Eduardo Galeano me faz outro passe, “os outros onze jogadores sabem que jogar sem torcida é como dançar sem música." É de todo evidente que racismo, homofobia e qualquer outro tipo de violência verbal, física ou psicológica merecem a mais profunda reprimenda, repúdio, investigação e, se demonstrada sua ocorrência, aplicação severa das sanções legais previstas. Isso é o óbvio ululante. Mas e a vaia, a cobrança, a insatisfação, o inconformismo torcedor (ainda que proferidos sem o tato da urbanidade) com as constantes trocas de equipes técnicas, a malemolência em campo e outras hipóteses de inércia futebolística que levam o fervor do torcedor às raias da histeria?
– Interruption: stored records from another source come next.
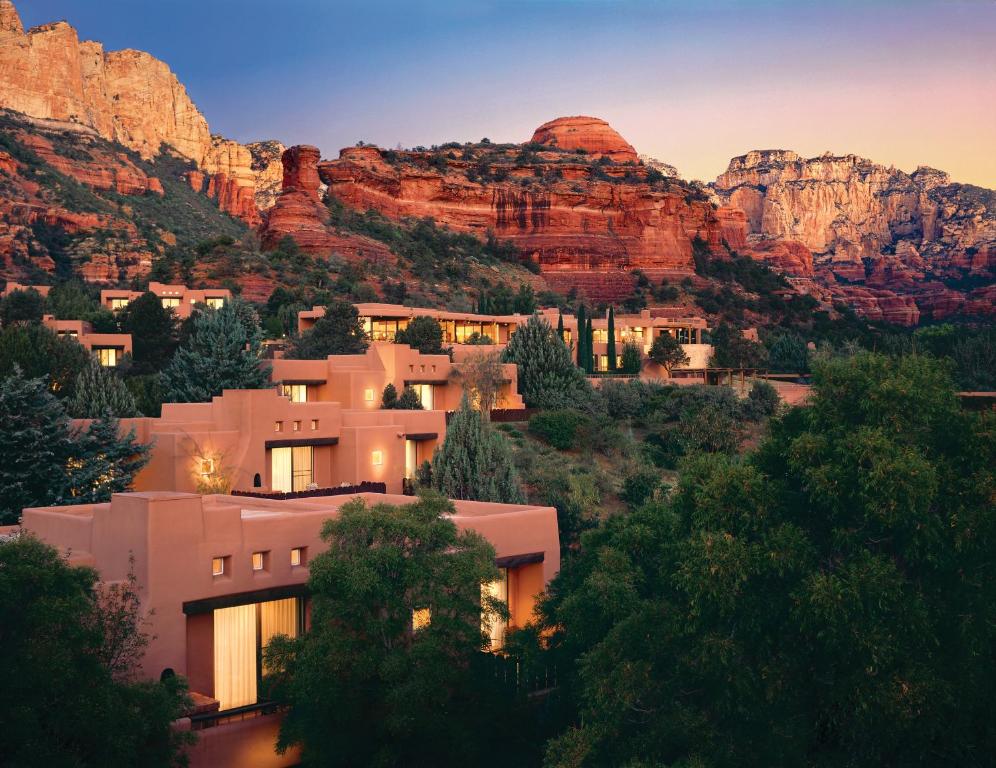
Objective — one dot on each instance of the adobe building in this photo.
(382, 322)
(258, 439)
(220, 575)
(179, 298)
(358, 381)
(108, 347)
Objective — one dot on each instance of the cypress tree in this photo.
(611, 351)
(582, 355)
(474, 461)
(99, 392)
(223, 352)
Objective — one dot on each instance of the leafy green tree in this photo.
(731, 350)
(391, 672)
(21, 307)
(44, 462)
(825, 601)
(100, 392)
(424, 334)
(224, 351)
(40, 352)
(154, 333)
(788, 354)
(632, 358)
(409, 400)
(70, 648)
(611, 348)
(667, 353)
(389, 398)
(474, 461)
(338, 332)
(547, 376)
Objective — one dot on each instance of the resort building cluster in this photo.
(223, 520)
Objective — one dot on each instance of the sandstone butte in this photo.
(880, 239)
(569, 217)
(125, 96)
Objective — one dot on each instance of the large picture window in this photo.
(240, 635)
(291, 469)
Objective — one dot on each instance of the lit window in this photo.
(421, 618)
(297, 393)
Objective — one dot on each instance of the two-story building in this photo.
(108, 347)
(358, 381)
(179, 298)
(260, 439)
(219, 576)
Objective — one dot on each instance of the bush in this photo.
(558, 428)
(762, 401)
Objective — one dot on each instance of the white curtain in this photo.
(277, 617)
(235, 656)
(281, 476)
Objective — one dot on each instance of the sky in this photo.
(693, 83)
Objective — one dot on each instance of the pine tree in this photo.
(35, 447)
(105, 463)
(611, 350)
(223, 352)
(99, 392)
(548, 377)
(474, 461)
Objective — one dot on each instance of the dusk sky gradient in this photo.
(694, 83)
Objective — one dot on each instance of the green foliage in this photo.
(547, 376)
(40, 352)
(338, 332)
(424, 334)
(474, 461)
(731, 350)
(667, 352)
(632, 358)
(787, 353)
(44, 462)
(71, 649)
(389, 398)
(154, 333)
(364, 687)
(224, 351)
(21, 307)
(560, 429)
(825, 601)
(100, 392)
(409, 400)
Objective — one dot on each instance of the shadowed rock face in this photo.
(881, 239)
(125, 96)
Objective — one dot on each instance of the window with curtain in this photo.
(240, 635)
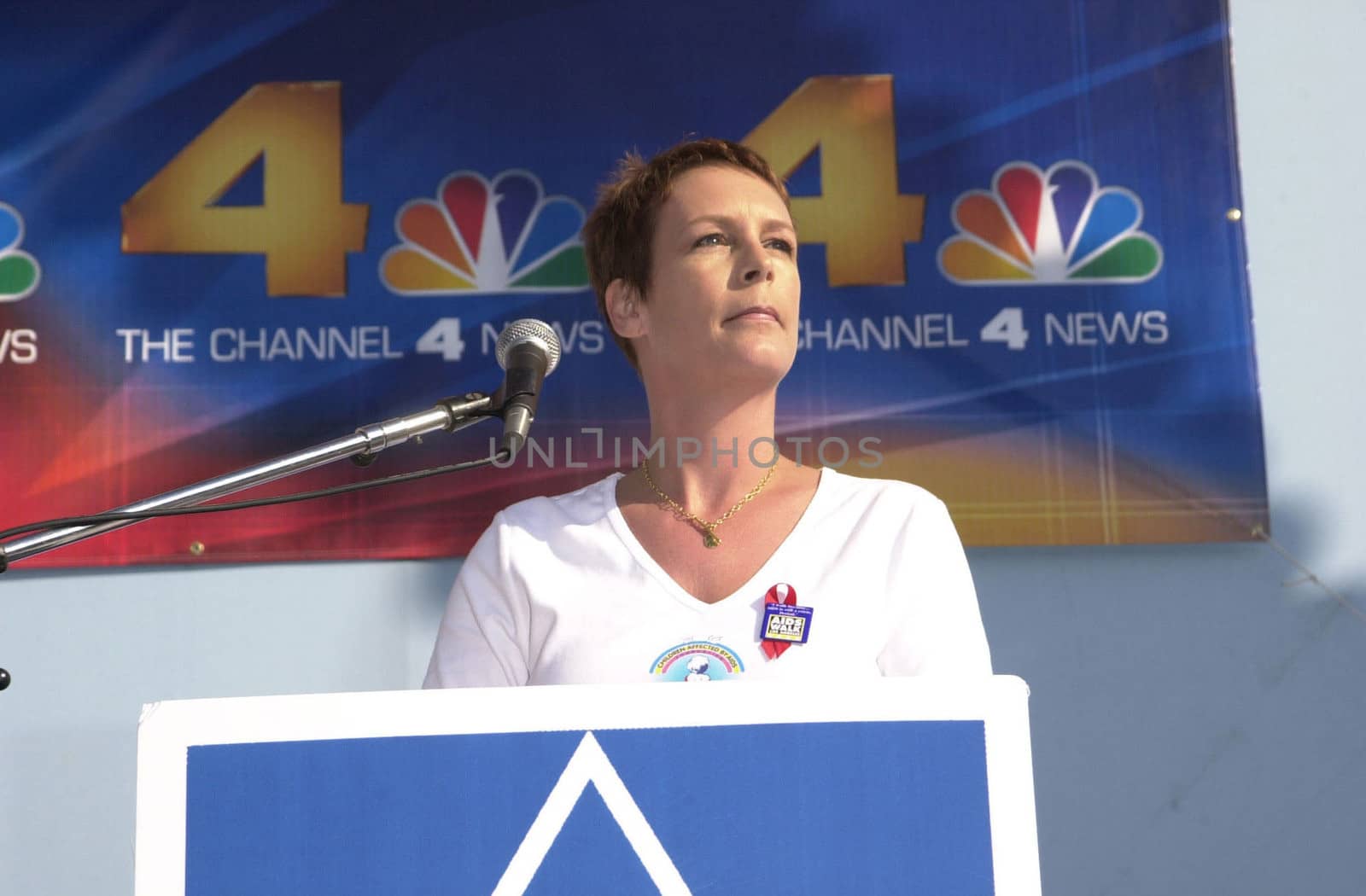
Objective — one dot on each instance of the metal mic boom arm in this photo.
(450, 414)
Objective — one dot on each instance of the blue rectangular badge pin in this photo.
(787, 623)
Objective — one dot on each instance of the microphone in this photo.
(528, 350)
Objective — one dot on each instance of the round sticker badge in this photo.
(697, 661)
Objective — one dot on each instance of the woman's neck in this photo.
(710, 451)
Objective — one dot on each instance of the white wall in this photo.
(1199, 727)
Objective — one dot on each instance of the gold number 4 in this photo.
(860, 216)
(302, 225)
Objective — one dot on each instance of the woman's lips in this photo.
(756, 313)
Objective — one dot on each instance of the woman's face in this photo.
(724, 291)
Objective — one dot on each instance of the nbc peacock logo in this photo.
(1054, 227)
(480, 236)
(20, 272)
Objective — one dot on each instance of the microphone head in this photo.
(529, 332)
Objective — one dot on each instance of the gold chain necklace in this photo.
(709, 538)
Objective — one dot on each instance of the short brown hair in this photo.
(621, 229)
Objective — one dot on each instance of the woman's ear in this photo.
(626, 311)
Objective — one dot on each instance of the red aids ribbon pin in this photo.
(780, 593)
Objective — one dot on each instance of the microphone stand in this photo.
(450, 414)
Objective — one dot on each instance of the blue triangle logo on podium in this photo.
(591, 765)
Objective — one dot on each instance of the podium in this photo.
(888, 786)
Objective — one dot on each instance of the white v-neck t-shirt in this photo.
(557, 591)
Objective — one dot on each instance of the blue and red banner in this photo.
(230, 231)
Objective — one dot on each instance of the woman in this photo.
(709, 563)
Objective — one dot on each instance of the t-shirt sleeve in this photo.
(484, 632)
(936, 625)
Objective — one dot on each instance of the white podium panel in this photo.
(894, 786)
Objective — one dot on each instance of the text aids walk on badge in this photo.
(785, 622)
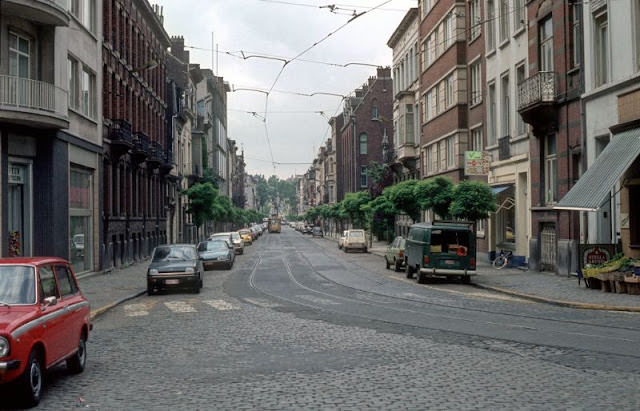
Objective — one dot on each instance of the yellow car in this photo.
(245, 234)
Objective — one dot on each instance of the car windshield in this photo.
(174, 253)
(215, 245)
(17, 285)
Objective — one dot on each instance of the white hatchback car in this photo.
(355, 240)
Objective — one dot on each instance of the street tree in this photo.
(472, 201)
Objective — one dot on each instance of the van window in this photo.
(449, 242)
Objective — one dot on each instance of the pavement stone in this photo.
(107, 289)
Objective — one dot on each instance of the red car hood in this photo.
(14, 316)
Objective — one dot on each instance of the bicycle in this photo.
(503, 259)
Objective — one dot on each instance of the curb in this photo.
(560, 303)
(98, 312)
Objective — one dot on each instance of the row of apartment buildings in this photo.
(539, 98)
(103, 124)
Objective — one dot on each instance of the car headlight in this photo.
(4, 347)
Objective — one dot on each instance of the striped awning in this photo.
(595, 186)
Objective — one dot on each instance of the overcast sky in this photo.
(323, 38)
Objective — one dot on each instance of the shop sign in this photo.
(476, 163)
(16, 175)
(595, 254)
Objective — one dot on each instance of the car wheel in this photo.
(77, 362)
(408, 271)
(32, 380)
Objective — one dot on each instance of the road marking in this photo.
(317, 300)
(262, 302)
(221, 305)
(180, 307)
(136, 310)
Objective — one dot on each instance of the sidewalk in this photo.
(107, 290)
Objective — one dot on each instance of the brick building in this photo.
(368, 117)
(549, 101)
(136, 155)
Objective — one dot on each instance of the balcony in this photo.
(407, 154)
(156, 157)
(44, 12)
(33, 103)
(141, 148)
(537, 99)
Minha controvérsia se lança a um único ponto: profissionais que são, muito bem pagos e preparados para atuarem no ludopédio, jogadores e técnicos não são gladiadores e feras, escravizados e capturados para o entretenimento coletivo, mas sim homens e mulheres que cumprem um contrato, um contrato “de arena”, e que, portanto, escolhem estar sujeitos às intempéries e humores dos expectadores. Repetirei como um mantra, violência e ilegalidades do torcedor estão fora dessa preleção.
Fernando Mello, em excelente art. publicado no site “Poder 360” de 25/4/26, tem um ponto. “Uma nova epidemia assola o Brasil: a infelicidade futebolística”, crava o articulista. E mais, explicita sua convicção de que a “paixão nacional” está infestada pelo “vírus da insatisfação e do ódio” e potencializada pelo “imediatismo absoluto e o descontentamento geral e irrestrito”. Essa radiografia dialoga com o historiador Flávio de Campos acerca da modernização das arenas brasileiras como “lugares de consumo”. No art. “Arquitetura da Exclusão: Apontamentos para a inquietação com o conforto” (publicado no livro “Futebol objeto das ciências humanas”, Ed. Leya, 2014, p. 349/361), o autor observa que, “em nome do conforto e da segurança”, as atuais praças esportivas representam a implementação de “uma verdadeira higienização social do futebol.”
Há, portanto, um enorme cabo de força nesse Tema, mostrando a diacronia das tensões e transformações pelas quais passa o ambiente futebolístico brasileiro nesses quase 130 anos de sua prática.
A par de qualquer ilicitude ou ilegalidade, a prática abusiva e reiterada de humilhação e hostilidade num ambiente de trabalho caracteriza o assédio moral (seja ele individual ou coletivo) e se faz perniciosa e desagregadora para o melhor desempenho de uma organização e seus profissionais. A relação entre torcida e time está além desse cenário. A lei Geral do Esporte (14.597/23) traz em seu art. 2º. nada menos que 16 princípios fundamentais, dentre eles a educação, a inclusão, a liberdade e a segurança. A toxicidade da conduta maledicente do torcedor ou torcedora mais infeliz, insatisfeito ou consumido em ódio diante de seu time - sobretudo se reverberada num comportamento massificado – vai contra esses princípios que devem pautar os esportes. Se o coliseu romano tinha a barbárie como ação lúdica do império para o controle social, as arenas de futebol no contemporâneo precisam ser palco de um avanço civilizatório, de maneira que vaias e aplausos tenham lugar e sejam compreendidos com níveis toleráveis de emoção e responsabilidade profissional, mas também manifestados dentro de um mínimo de equilíbrio e harmonia social, em benefício da saúde física e mental da coletividade. Afinal, a retórica da lei tem sua função: o que devemos querer é “esporte para toda a vida”.